De Gaulle disait à son ministre de l'Intérieur, Christian Fouchet, en mai 1968 : « Nous serions le pays le plus fort du monde, sans cette indifférence, au fond, à ce qu'on appelle la nation. » Zemmour s'inscrit dans la filiation du Général. Son culte de la France est si entier qu'il en vient souvent à défendre l'indéfendable. Ainsi, Pétain, qui, à ses yeux, aurait « sauvé les Juifs français » alors que le maréchal cacochyme, incarnation vivante d'une des formules gaulliennes les plus fameuses (« la vieillesse est un naufrage »), les a, au contraire, enfoncés. En corrigeant, par exemple, de sa main les lois antijuives pour les durcir, interdisant aux Juifs, entre autres, de siéger dans « toutes assemblées issues de l'élection ».
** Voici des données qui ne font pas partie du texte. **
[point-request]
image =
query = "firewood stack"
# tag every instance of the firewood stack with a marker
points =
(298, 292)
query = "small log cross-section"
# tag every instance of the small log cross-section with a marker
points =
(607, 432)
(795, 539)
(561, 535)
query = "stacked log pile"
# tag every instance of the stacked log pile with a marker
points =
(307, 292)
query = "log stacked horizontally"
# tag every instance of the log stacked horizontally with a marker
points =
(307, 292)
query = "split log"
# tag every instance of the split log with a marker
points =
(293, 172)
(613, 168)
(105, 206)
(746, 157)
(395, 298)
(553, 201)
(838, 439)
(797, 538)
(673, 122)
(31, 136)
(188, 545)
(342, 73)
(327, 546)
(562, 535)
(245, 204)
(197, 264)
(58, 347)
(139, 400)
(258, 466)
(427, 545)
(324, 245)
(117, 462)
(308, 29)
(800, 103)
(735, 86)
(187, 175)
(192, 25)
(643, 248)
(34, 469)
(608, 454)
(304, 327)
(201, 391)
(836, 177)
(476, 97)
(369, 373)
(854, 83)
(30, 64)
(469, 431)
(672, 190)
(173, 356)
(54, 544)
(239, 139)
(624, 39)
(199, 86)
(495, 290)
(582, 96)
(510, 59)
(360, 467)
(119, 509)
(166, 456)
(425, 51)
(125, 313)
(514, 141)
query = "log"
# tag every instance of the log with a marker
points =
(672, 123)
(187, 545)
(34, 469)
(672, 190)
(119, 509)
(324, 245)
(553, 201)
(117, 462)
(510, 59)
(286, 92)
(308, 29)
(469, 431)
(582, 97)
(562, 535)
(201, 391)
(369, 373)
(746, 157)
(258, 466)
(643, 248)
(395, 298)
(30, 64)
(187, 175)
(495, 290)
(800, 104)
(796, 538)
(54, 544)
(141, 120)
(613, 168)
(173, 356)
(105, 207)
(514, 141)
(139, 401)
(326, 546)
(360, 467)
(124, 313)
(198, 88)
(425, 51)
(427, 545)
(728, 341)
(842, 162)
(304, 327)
Rares sont les personnages de l'histoire de France qui ne trouvent pas grâce à ses yeux. Dans Destin français (Albin Michel), Zemmour n'a même pas hésité non plus à réhabiliter Robespierre, dont l'obsession de pureté a défiguré la Révolution française. Prétendument hostile à la peine de mort, ce personnage grotesque et xénophobe, adulé par l'extrême gauche, est le concepteur de la loi du 22 prairial an II, qui institua la Grande Terreur en facilitant le travail des tribunaux révolutionnaires : n'ayant plus besoin d'avocats ni de preuves matérielles, ils pouvaient faire guillotiner à la chaîne et à la tête du client. Merci Maximilien ! La raison de la clémence zemmourienne à son endroit : pour abject qu'il fût, il n'en était pas moins français !
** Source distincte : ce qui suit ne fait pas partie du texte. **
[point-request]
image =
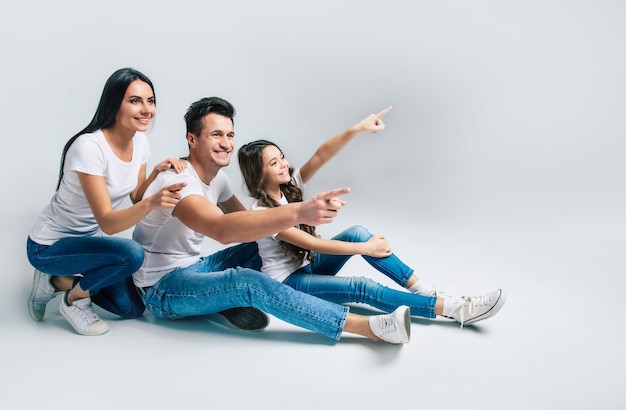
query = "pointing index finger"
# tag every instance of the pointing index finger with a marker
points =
(333, 193)
(383, 112)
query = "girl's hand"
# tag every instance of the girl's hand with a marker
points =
(175, 163)
(373, 122)
(377, 247)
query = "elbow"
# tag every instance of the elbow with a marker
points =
(223, 238)
(108, 230)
Il y a dans le cerveau reptilien de Zemmour - c'est pourquoi il lui sera beaucoup pardonné -, un amour sincère de notre cher et vieux pays que résume bien la célèbre formule américaine du XIXe siècle : « Right or wrong, my country » (1). Gageons qu'il ne se lancera pas cette fois-ci dans l'aventure présidentielle, ce qui aurait été une bonne nouvelle pour Emmanuel Macron, gagnant assuré des dégâts provoqués par ce potentiel missile antilepéniste. Mais il n'est pas exclu qu'il se lance par la suite. En attendant, quand on saura faire abstraction de ses propos de bistrot ou provocations absurdes, on se souviendra qu'il a réactivé une nouvelle forme de patriotisme, contre la haine de soi qui ravage la France.L'Italie, qui accepte l'union nationale derrière Mario Draghi, nous donne l'exemple. L'ancien patron de la Banque centrale européenne devenu président du Conseil italien bénéficie même du soutien « sans conditions » de Matteo Salvini, le souverainiste italien converti à l'Europe. Les Italiens sont décidément des Français de bonne humeur. Il est vrai que leur passe-temps principal n'est pas de déboulonner les statues ou de réécrire l'Histoire à l'envers !§
(1) Ce qui signifie littéralement : « Qu'il se trompe ou qu'il ait raison, c'est mon pays.